The disclosure came alongside its fourth-quarter earnings, where management flagged volatile demand conditions and refrained from committing to future workforce expansion. Chief human resources officer Saurabh Govil noted that over 3,000 of the total hires were onboarded in the March quarter alone, signalling continued intake despite a lack of clarity on deployment pipelines.
This divergence active hiring without forward guidance reflects a broader industry pattern where talent acquisition continues even as deal conversions remain uneven and client spending cycles stretch. Wipro expects its IT services revenue for the June quarter to range between a decline of 2 per cent and flat growth sequentially in constant currency terms, reinforcing near-term caution.
Chief executive officer Srini Pallia pointed to artificial intelligence as both a disruptor and an opportunity. He said evolving client priorities are pushing the company towards outcome-driven engagements, with Wipro increasingly focusing on a services-as-software model through its AI Native Business and Platforms unit. The shift marks a structural change from traditional headcount-led growth to AI-enabled delivery frameworks.

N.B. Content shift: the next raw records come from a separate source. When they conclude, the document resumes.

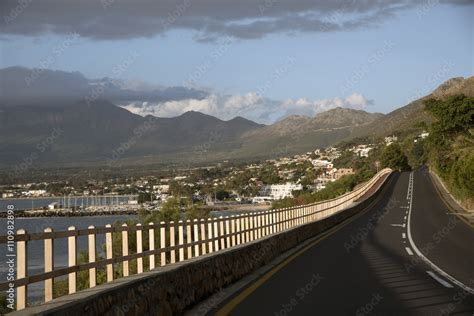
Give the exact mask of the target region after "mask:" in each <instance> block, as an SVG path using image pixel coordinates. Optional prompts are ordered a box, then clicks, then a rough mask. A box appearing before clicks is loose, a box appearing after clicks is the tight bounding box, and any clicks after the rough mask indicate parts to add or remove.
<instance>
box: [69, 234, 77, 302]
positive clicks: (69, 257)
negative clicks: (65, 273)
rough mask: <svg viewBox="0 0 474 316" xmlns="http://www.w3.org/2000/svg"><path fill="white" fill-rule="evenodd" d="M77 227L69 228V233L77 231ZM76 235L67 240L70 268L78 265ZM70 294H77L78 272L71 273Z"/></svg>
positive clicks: (69, 289) (70, 278)
mask: <svg viewBox="0 0 474 316" xmlns="http://www.w3.org/2000/svg"><path fill="white" fill-rule="evenodd" d="M75 230H76V227H74V226H69V227H68V231H75ZM76 248H77V247H76V235H75V234H74V235H73V236H69V237H68V238H67V249H68V266H69V267H74V266H75V265H76V264H77V251H76ZM68 283H69V294H73V293H76V272H71V273H69V282H68Z"/></svg>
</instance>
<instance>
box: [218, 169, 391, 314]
mask: <svg viewBox="0 0 474 316" xmlns="http://www.w3.org/2000/svg"><path fill="white" fill-rule="evenodd" d="M392 180H393V178H391V179H390V180H389V183H387V185H386V186H385V187H384V188H383V189H382V191H381V192H380V195H379V196H378V197H377V198H376V199H375V200H374V201H373V202H372V203H370V204H369V205H368V206H366V207H365V208H364V209H363V210H362V211H361V212H360V213H358V214H356V215H354V216H352V217H350V218H348V219H346V220H345V221H343V222H342V223H339V224H337V225H336V226H334V227H333V228H331V229H329V230H328V231H327V232H325V233H323V234H325V235H324V236H322V237H320V238H318V239H316V240H315V241H313V242H311V243H310V244H308V245H306V246H305V247H304V248H302V249H300V250H299V251H298V252H296V253H294V254H293V255H291V256H290V257H288V258H286V259H285V260H284V261H283V262H281V263H279V264H278V265H277V266H275V267H274V268H273V269H271V270H270V271H268V272H267V273H265V274H264V275H263V276H261V277H260V278H259V279H258V280H257V281H255V282H254V283H252V284H251V285H250V286H248V287H247V288H245V289H244V290H243V291H242V292H240V293H239V294H238V295H237V296H236V297H234V298H233V299H231V300H230V301H229V302H228V303H227V304H226V305H224V306H223V307H222V308H221V309H220V310H218V311H217V312H216V314H215V315H217V316H224V315H228V314H229V313H230V312H231V311H232V310H233V309H234V308H235V307H236V306H237V305H239V304H240V303H241V302H242V301H243V300H244V299H246V298H247V297H248V296H249V295H250V294H252V293H253V292H254V291H255V290H256V289H257V288H259V287H260V286H261V285H262V284H264V283H265V282H266V281H268V279H270V278H271V277H272V276H273V275H274V274H275V273H277V272H278V271H280V270H281V269H282V268H284V267H285V266H286V265H288V264H289V263H290V262H291V261H293V260H294V259H296V258H297V257H299V256H300V255H302V254H303V253H305V252H306V251H307V250H309V249H310V248H312V247H314V246H315V245H316V244H318V243H319V242H321V241H322V240H324V239H326V238H327V237H329V236H331V235H333V234H334V233H336V232H338V231H339V230H341V229H342V228H343V227H345V226H346V225H348V224H350V223H352V222H353V221H355V220H356V219H358V218H359V217H361V216H362V215H364V214H365V213H367V212H368V211H369V209H370V208H371V207H373V206H374V205H375V204H376V203H378V202H379V201H380V200H381V199H382V197H383V196H384V193H385V191H386V190H387V187H388V185H389V184H390V183H391V182H392Z"/></svg>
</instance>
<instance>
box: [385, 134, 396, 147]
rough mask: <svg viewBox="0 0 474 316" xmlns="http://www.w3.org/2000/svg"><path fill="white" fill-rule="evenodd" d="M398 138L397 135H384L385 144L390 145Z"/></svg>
mask: <svg viewBox="0 0 474 316" xmlns="http://www.w3.org/2000/svg"><path fill="white" fill-rule="evenodd" d="M397 140H398V137H397V136H395V135H393V136H387V137H385V145H387V146H388V145H390V144H393V143H395V142H396V141H397Z"/></svg>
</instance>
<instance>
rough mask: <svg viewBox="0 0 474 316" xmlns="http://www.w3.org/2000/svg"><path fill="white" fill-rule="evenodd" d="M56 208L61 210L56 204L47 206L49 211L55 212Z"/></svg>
mask: <svg viewBox="0 0 474 316" xmlns="http://www.w3.org/2000/svg"><path fill="white" fill-rule="evenodd" d="M58 208H61V205H60V204H59V203H58V202H53V203H51V204H48V209H49V210H51V211H52V210H56V209H58Z"/></svg>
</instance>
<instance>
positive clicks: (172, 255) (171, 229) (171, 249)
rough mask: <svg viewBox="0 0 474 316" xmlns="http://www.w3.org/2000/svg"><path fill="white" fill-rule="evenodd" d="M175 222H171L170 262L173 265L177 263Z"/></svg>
mask: <svg viewBox="0 0 474 316" xmlns="http://www.w3.org/2000/svg"><path fill="white" fill-rule="evenodd" d="M174 230H175V229H174V221H171V222H170V247H171V251H170V256H171V258H170V262H171V263H175V262H176V246H175V238H176V236H175V233H174Z"/></svg>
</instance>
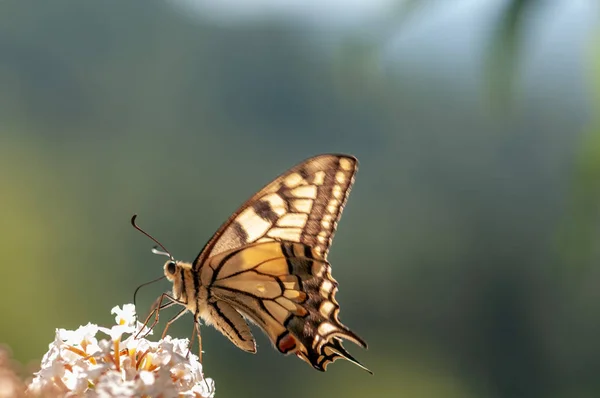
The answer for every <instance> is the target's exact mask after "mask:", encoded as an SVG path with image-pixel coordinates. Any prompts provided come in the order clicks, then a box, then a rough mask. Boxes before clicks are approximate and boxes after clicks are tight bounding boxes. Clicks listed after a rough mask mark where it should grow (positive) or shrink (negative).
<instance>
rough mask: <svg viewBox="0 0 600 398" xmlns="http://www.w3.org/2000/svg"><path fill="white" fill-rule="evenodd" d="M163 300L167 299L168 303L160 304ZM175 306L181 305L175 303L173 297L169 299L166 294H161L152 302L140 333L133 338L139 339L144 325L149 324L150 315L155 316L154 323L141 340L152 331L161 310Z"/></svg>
mask: <svg viewBox="0 0 600 398" xmlns="http://www.w3.org/2000/svg"><path fill="white" fill-rule="evenodd" d="M165 298H166V299H168V300H169V302H168V303H165V304H163V303H162V302H163V300H164V299H165ZM175 304H182V303H180V302H179V301H177V300H176V299H175V298H174V297H171V296H170V295H169V294H168V293H163V294H161V295H160V297H159V298H158V299H156V300H155V301H154V304H152V307H151V308H152V310H151V311H150V313H149V314H148V316H147V317H146V320H145V321H144V325H143V327H142V328H140V331H139V332H138V333H137V334H136V336H135V338H136V339H137V338H139V337H140V333H141V332H142V330H144V327H146V325H148V322H150V318H152V315H156V317H155V318H154V322H152V325H151V326H150V327H149V331H148V332H147V333H146V334H145V335H143V336H141V337H142V338H144V337H146V336H147V335H148V333H150V330H152V329H153V328H154V326H156V324H157V323H158V313H159V312H160V311H161V310H163V309H165V308H169V307H171V306H173V305H175Z"/></svg>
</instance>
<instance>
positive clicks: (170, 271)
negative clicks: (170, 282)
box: [167, 261, 177, 275]
mask: <svg viewBox="0 0 600 398" xmlns="http://www.w3.org/2000/svg"><path fill="white" fill-rule="evenodd" d="M176 268H177V267H176V265H175V263H174V262H173V261H170V262H169V263H168V264H167V272H168V273H169V274H171V275H174V274H175V271H176Z"/></svg>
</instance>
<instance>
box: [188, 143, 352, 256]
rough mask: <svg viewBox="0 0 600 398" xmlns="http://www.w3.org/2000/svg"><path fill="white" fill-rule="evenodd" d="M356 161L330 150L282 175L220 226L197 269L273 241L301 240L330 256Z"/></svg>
mask: <svg viewBox="0 0 600 398" xmlns="http://www.w3.org/2000/svg"><path fill="white" fill-rule="evenodd" d="M357 163H358V162H357V160H356V158H354V157H352V156H348V155H334V154H326V155H320V156H315V157H313V158H310V159H308V160H306V161H304V162H303V163H300V164H299V165H297V166H295V167H293V168H291V169H290V170H288V171H287V172H286V173H284V174H282V175H280V176H279V177H278V178H276V179H275V180H273V181H272V182H271V183H270V184H268V185H267V186H265V187H264V188H263V189H261V190H260V191H259V192H258V193H256V194H255V195H254V196H253V197H252V198H250V199H249V200H248V201H247V202H246V203H244V204H243V205H242V206H241V207H240V209H239V210H238V211H237V212H235V213H234V214H233V215H232V216H231V217H230V218H229V220H227V221H226V222H225V223H224V224H223V225H222V226H221V228H220V229H219V230H218V231H217V233H216V234H215V235H214V236H213V238H212V239H211V240H210V241H209V242H208V243H207V244H206V246H205V248H204V249H203V250H202V251H201V252H200V254H199V255H198V257H197V258H196V260H195V261H194V267H196V268H199V267H201V266H202V264H204V262H205V261H206V260H207V259H208V258H210V257H212V256H215V255H218V254H220V253H223V252H226V251H230V250H233V249H236V248H240V247H242V246H245V245H248V244H251V243H254V242H269V241H289V242H297V243H303V244H305V245H307V246H310V247H312V248H314V250H315V251H316V252H317V254H318V255H320V256H321V257H322V258H324V259H326V258H327V252H328V250H329V246H330V245H331V241H332V239H333V235H334V234H335V230H336V228H337V222H338V221H339V218H340V216H341V213H342V210H343V207H344V204H345V202H346V199H347V197H348V194H349V191H350V189H351V187H352V183H353V181H354V174H355V173H356V169H357Z"/></svg>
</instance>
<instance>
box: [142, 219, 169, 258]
mask: <svg viewBox="0 0 600 398" xmlns="http://www.w3.org/2000/svg"><path fill="white" fill-rule="evenodd" d="M136 218H137V214H134V215H133V217H131V225H133V228H135V229H137V230H138V231H140V232H141V233H143V234H144V235H146V236H147V237H148V238H150V239H152V240H153V241H154V243H156V244H157V245H158V246H160V247H161V248H162V249H163V250H164V251H163V252H160V251H158V250H156V247H155V248H153V249H152V253H154V254H162V255H166V256H168V257H169V258H170V259H171V260H175V259H174V258H173V256H172V255H171V252H170V251H168V250H167V249H166V248H165V247H164V246H163V245H162V243H160V242H159V241H157V240H156V239H155V238H154V237H153V236H152V235H150V234H149V233H148V232H146V231H144V230H143V229H141V228H140V227H139V226H138V225H137V224H136V223H135V219H136Z"/></svg>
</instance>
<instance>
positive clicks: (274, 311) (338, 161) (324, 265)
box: [164, 154, 368, 371]
mask: <svg viewBox="0 0 600 398" xmlns="http://www.w3.org/2000/svg"><path fill="white" fill-rule="evenodd" d="M356 168H357V161H356V159H355V158H354V157H351V156H348V155H334V154H327V155H320V156H316V157H314V158H311V159H308V160H306V161H304V162H303V163H301V164H299V165H297V166H295V167H294V168H292V169H290V170H288V171H287V172H286V173H284V174H282V175H281V176H279V177H278V178H277V179H275V180H274V181H272V182H271V183H270V184H268V185H267V186H265V187H264V188H263V189H261V190H260V191H259V192H258V193H257V194H255V195H254V196H253V197H252V198H250V199H249V200H248V201H247V202H246V203H245V204H244V205H242V206H241V207H240V209H239V210H238V211H237V212H235V213H234V214H233V215H232V216H231V217H230V218H229V220H227V221H226V222H225V223H224V224H223V226H222V227H221V228H220V229H219V230H218V231H217V233H216V234H215V235H214V236H213V238H211V239H210V240H209V241H208V243H207V244H206V245H205V247H204V249H203V250H202V251H201V252H200V254H199V255H198V256H197V258H196V259H195V260H194V262H192V263H186V262H180V261H175V260H173V259H171V260H169V261H167V262H166V263H165V265H164V272H165V276H166V277H167V279H169V280H170V281H171V282H172V283H173V295H172V297H170V298H171V300H172V301H173V302H174V303H177V304H180V305H182V306H184V307H185V309H186V310H188V311H190V312H191V313H192V314H194V318H195V320H196V321H199V320H200V319H202V320H204V322H205V323H206V324H209V325H212V326H214V327H215V328H216V329H217V330H219V331H220V332H221V333H222V334H223V335H225V336H226V337H227V338H228V339H229V340H230V341H231V342H232V343H234V344H235V345H236V346H238V347H239V348H240V349H242V350H244V351H247V352H252V353H254V352H256V343H255V341H254V338H253V336H252V333H251V331H250V327H249V325H248V323H247V321H251V322H252V323H255V324H256V325H257V326H259V327H260V328H261V329H262V330H263V331H264V332H265V333H266V335H267V336H268V337H269V339H270V341H271V342H272V343H273V345H274V346H275V348H276V349H277V350H279V351H280V352H282V353H284V354H289V353H294V354H296V355H297V356H298V357H300V358H301V359H303V360H304V361H306V362H308V363H309V364H311V365H312V366H313V367H314V368H315V369H318V370H321V371H324V370H325V369H326V367H327V365H328V364H329V363H331V362H333V361H335V360H336V359H338V358H344V359H347V360H349V361H351V362H353V363H355V364H356V365H358V366H360V367H361V368H363V369H365V370H367V371H368V369H366V368H365V367H364V366H362V365H361V364H360V363H359V362H358V361H357V360H356V359H354V358H353V357H352V356H351V355H350V354H349V353H348V352H347V351H346V350H345V349H344V347H343V346H342V339H346V340H350V341H352V342H353V343H355V344H357V345H359V346H362V347H364V348H366V347H367V344H366V342H365V341H364V340H362V339H361V338H360V337H358V336H357V335H356V334H355V333H354V332H352V331H351V330H350V329H348V328H347V327H346V326H344V325H343V324H342V323H341V322H340V321H339V319H338V314H339V309H340V307H339V304H338V303H337V301H336V299H335V293H336V291H337V282H336V281H335V280H334V279H333V277H332V276H331V266H330V264H329V262H328V261H327V253H328V250H329V247H330V245H331V241H332V239H333V235H334V233H335V230H336V227H337V222H338V220H339V218H340V216H341V212H342V210H343V206H344V204H345V202H346V199H347V196H348V193H349V191H350V188H351V186H352V183H353V180H354V174H355V172H356ZM182 312H183V311H182ZM178 316H179V315H178ZM178 316H176V318H177V317H178Z"/></svg>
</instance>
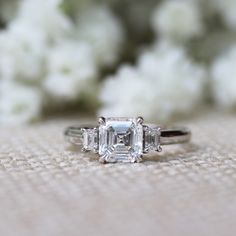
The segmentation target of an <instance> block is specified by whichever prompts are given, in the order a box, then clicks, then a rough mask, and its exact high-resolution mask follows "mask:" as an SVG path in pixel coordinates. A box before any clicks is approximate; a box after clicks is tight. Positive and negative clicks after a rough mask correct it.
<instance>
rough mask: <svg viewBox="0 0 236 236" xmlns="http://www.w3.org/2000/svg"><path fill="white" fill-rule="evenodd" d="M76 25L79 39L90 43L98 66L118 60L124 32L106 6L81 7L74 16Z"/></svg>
mask: <svg viewBox="0 0 236 236" xmlns="http://www.w3.org/2000/svg"><path fill="white" fill-rule="evenodd" d="M76 27H77V35H78V37H79V39H80V40H84V41H86V42H88V43H90V44H91V46H92V49H93V54H94V57H95V59H96V62H97V64H98V66H111V65H113V64H114V63H115V62H116V61H117V60H118V58H119V55H120V51H121V44H122V42H123V40H124V32H123V28H122V27H121V24H120V22H119V20H118V19H117V18H116V17H115V16H114V14H113V13H112V12H111V11H110V9H109V8H108V7H106V6H105V5H90V6H87V7H84V8H82V9H81V10H80V11H79V12H78V14H77V17H76Z"/></svg>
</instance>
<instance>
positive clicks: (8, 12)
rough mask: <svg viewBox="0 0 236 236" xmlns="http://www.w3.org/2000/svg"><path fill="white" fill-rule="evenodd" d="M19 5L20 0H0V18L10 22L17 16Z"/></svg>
mask: <svg viewBox="0 0 236 236" xmlns="http://www.w3.org/2000/svg"><path fill="white" fill-rule="evenodd" d="M18 5H19V0H11V1H5V0H0V18H2V19H3V20H4V21H5V22H10V21H11V20H12V19H13V18H14V17H15V16H16V12H17V9H18Z"/></svg>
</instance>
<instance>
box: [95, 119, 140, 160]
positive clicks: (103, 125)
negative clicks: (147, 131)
mask: <svg viewBox="0 0 236 236" xmlns="http://www.w3.org/2000/svg"><path fill="white" fill-rule="evenodd" d="M142 153H143V126H142V124H140V122H138V121H137V119H135V118H106V120H105V122H104V124H100V126H99V155H100V156H101V158H102V159H103V160H104V161H106V162H135V161H138V160H139V159H140V157H141V155H142Z"/></svg>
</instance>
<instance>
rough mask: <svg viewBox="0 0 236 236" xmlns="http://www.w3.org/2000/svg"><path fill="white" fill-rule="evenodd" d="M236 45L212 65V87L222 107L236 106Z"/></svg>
mask: <svg viewBox="0 0 236 236" xmlns="http://www.w3.org/2000/svg"><path fill="white" fill-rule="evenodd" d="M235 65H236V45H235V46H234V47H232V48H230V50H229V51H227V52H225V53H223V54H222V55H221V56H219V57H218V58H217V59H216V60H215V61H214V62H213V65H212V70H211V74H212V87H213V92H214V97H215V100H216V102H217V103H218V104H219V106H221V107H225V108H235V107H236V68H235Z"/></svg>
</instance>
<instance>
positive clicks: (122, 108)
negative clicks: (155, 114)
mask: <svg viewBox="0 0 236 236" xmlns="http://www.w3.org/2000/svg"><path fill="white" fill-rule="evenodd" d="M150 89H152V84H151V83H149V82H148V81H147V80H146V78H145V76H144V75H143V74H141V73H140V72H139V71H138V70H137V69H136V68H134V67H131V66H127V65H125V66H122V67H121V68H120V70H119V71H118V73H117V74H116V75H115V76H113V77H110V78H108V79H107V81H106V82H105V83H104V87H103V88H102V91H101V94H100V99H101V102H102V103H103V105H104V107H103V108H102V109H101V110H100V111H99V114H100V115H103V116H131V117H132V116H134V117H135V116H138V115H143V116H144V117H148V118H150V116H151V117H153V116H155V114H154V112H155V111H153V110H150V107H149V105H148V104H150V105H151V104H153V102H154V99H155V93H149V92H147V93H145V91H150ZM144 93H145V96H144V95H143V94H144Z"/></svg>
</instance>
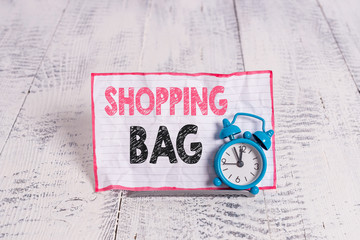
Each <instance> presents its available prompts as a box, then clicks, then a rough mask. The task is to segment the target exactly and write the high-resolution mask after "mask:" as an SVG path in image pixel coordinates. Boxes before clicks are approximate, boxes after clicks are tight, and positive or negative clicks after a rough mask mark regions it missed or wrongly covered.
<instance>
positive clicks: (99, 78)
mask: <svg viewBox="0 0 360 240" xmlns="http://www.w3.org/2000/svg"><path fill="white" fill-rule="evenodd" d="M110 86H111V87H113V88H114V89H115V90H116V93H115V92H113V93H112V94H111V96H112V98H113V99H114V102H115V104H117V105H118V103H119V102H118V101H119V88H121V89H124V95H125V97H128V94H129V90H128V89H129V88H133V89H134V94H135V95H136V93H137V92H138V90H139V89H141V88H143V87H146V88H148V89H150V90H151V92H152V93H153V94H154V95H155V96H154V98H156V88H159V87H161V88H165V89H167V90H169V89H170V88H174V87H176V88H180V89H182V90H183V89H184V88H189V89H191V88H196V90H197V92H198V94H199V96H200V98H202V89H203V88H207V90H208V93H207V94H208V96H209V94H210V91H211V89H213V88H214V87H216V86H222V87H224V92H223V93H218V94H217V95H216V97H215V101H214V103H215V106H216V107H217V108H220V107H221V106H220V105H219V100H220V99H226V100H227V110H226V112H225V114H224V115H220V116H219V115H216V114H214V112H213V111H212V110H211V109H210V106H209V102H208V109H207V113H206V115H204V113H202V112H201V109H200V108H199V106H196V115H192V113H193V114H194V112H192V111H191V107H190V109H189V114H188V115H185V114H186V110H185V111H184V103H183V101H184V100H185V98H183V99H182V100H181V101H179V103H177V104H175V105H174V110H173V111H174V115H171V114H170V96H169V97H168V99H167V101H165V102H164V103H163V104H161V105H160V106H161V115H156V106H154V108H153V110H152V111H150V113H149V114H148V115H144V114H143V112H140V111H138V109H137V107H136V103H134V113H133V115H130V112H131V111H130V109H129V104H124V106H125V109H124V115H120V114H119V109H117V112H116V113H115V114H114V115H112V116H110V115H109V114H108V113H107V112H106V111H105V108H106V107H108V108H111V103H110V102H111V101H110V102H109V100H108V99H107V98H106V97H105V91H106V90H107V89H108V88H109V87H110ZM169 93H170V91H169ZM183 94H184V93H183ZM190 94H191V91H190ZM134 99H135V97H134ZM92 101H93V109H92V111H93V133H94V136H93V137H94V139H93V144H94V171H95V181H96V183H95V185H96V191H102V190H109V189H126V190H166V189H167V190H168V189H173V190H176V189H189V190H196V189H219V188H217V187H215V186H214V185H213V183H212V181H213V179H214V178H215V177H216V174H215V171H214V167H213V165H214V157H215V154H216V152H217V150H218V149H219V148H220V146H221V145H222V144H224V143H225V141H224V140H223V139H220V138H219V133H220V130H221V128H222V119H223V118H227V119H229V120H230V121H231V120H232V118H233V116H234V114H236V113H237V112H248V113H253V114H256V115H259V116H261V117H263V118H264V119H265V121H266V130H269V129H273V126H274V116H273V100H272V74H271V72H270V71H260V72H244V73H234V74H228V75H225V74H180V73H148V74H146V73H129V74H124V73H122V74H92ZM134 101H135V100H134ZM139 101H141V106H142V107H143V108H148V107H149V106H150V105H151V103H150V101H149V97H148V95H147V94H143V95H142V96H141V98H140V99H139ZM190 101H191V99H190ZM208 101H209V99H208ZM113 104H114V103H113ZM117 107H118V108H119V106H117ZM113 110H114V109H113ZM184 112H185V113H184ZM187 124H194V125H196V126H197V127H198V131H197V134H189V135H187V136H186V138H185V142H184V147H185V151H186V153H187V154H188V155H191V154H192V152H191V151H190V144H191V143H192V142H201V144H202V155H201V158H200V160H199V161H198V162H197V163H196V164H187V163H185V162H183V161H182V160H181V158H180V157H179V155H178V153H177V150H176V138H177V135H178V133H179V130H180V129H181V128H182V127H183V126H184V125H187ZM235 124H236V125H238V126H239V127H240V128H241V130H242V132H245V131H250V132H255V131H258V130H261V122H260V121H257V120H254V119H252V118H247V117H244V118H239V119H238V120H237V121H236V123H235ZM131 126H141V127H142V128H144V129H145V130H146V140H145V144H146V146H147V149H148V157H147V159H146V161H145V162H143V163H139V164H131V163H130V127H131ZM160 126H166V128H167V129H168V132H169V135H170V138H171V142H172V144H173V146H174V149H175V155H176V158H177V162H176V163H170V161H169V158H168V157H164V156H160V157H158V159H157V162H156V164H153V163H150V156H151V154H152V151H153V148H154V143H155V140H156V137H157V133H158V130H159V127H160ZM238 136H240V135H238ZM272 140H273V141H274V137H273V138H272ZM274 149H275V148H274V143H273V147H272V148H271V149H269V150H268V151H264V152H265V154H266V157H267V161H268V168H267V172H266V175H265V177H264V178H263V180H262V181H261V182H260V184H259V185H258V186H259V187H260V189H269V188H275V184H276V183H275V181H276V171H275V169H276V168H275V159H274V156H275V154H274V152H273V151H274ZM224 187H226V186H222V188H224Z"/></svg>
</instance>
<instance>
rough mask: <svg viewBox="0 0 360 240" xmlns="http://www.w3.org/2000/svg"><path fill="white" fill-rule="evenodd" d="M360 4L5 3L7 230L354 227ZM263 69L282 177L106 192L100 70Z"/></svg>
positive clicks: (241, 0) (180, 228)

The company has already committed over $1 billion to its AI ecosystem, with investors closely watching how these investments translate into revenue. For now, the numbers present a mixed picture. Net profit rose sequentially to Rs 3,522 crore, while revenue grew 3 per cent to Rs 24,236 crore. However, core IT services performance remained under pressure, with full-year revenue declining 0.3 per cent in dollar terms and 1.6 per cent in constant currency.
Large deal bookings offered a counterpoint, rising 45.4 per cent year-on-year to $7.8 billion, highlighting a widening gap between deal wins and actual revenue realisation. On a quarterly basis, IT services revenue slipped 1.2 per cent sequentially, signalling continued softness in execution.
Margins, however, told a more optimistic story. Operating margins expanded to 17.3 per cent in the fourth quarter, up from 14.8 per cent in the previous quarter, reflecting improved cost discipline. That said, the company cautioned that upcoming wage hikes and the ramp-up of large deals could exert pressure going forward.
Attrition stood at 13.8 per cent in the March quarter, indicating stabilisation after periods of elevated churn. Alongside its earnings, Wipro also announced a Rs 15,000 crore share buyback, reinforcing its focus on shareholder returns, with a payout ratio of 88 per cent over the past three years.
Taken together, the numbers capture a company in transition investing in AI, maintaining hiring momentum, but navigating a demand environment where growth is uneven and visibility remains limited.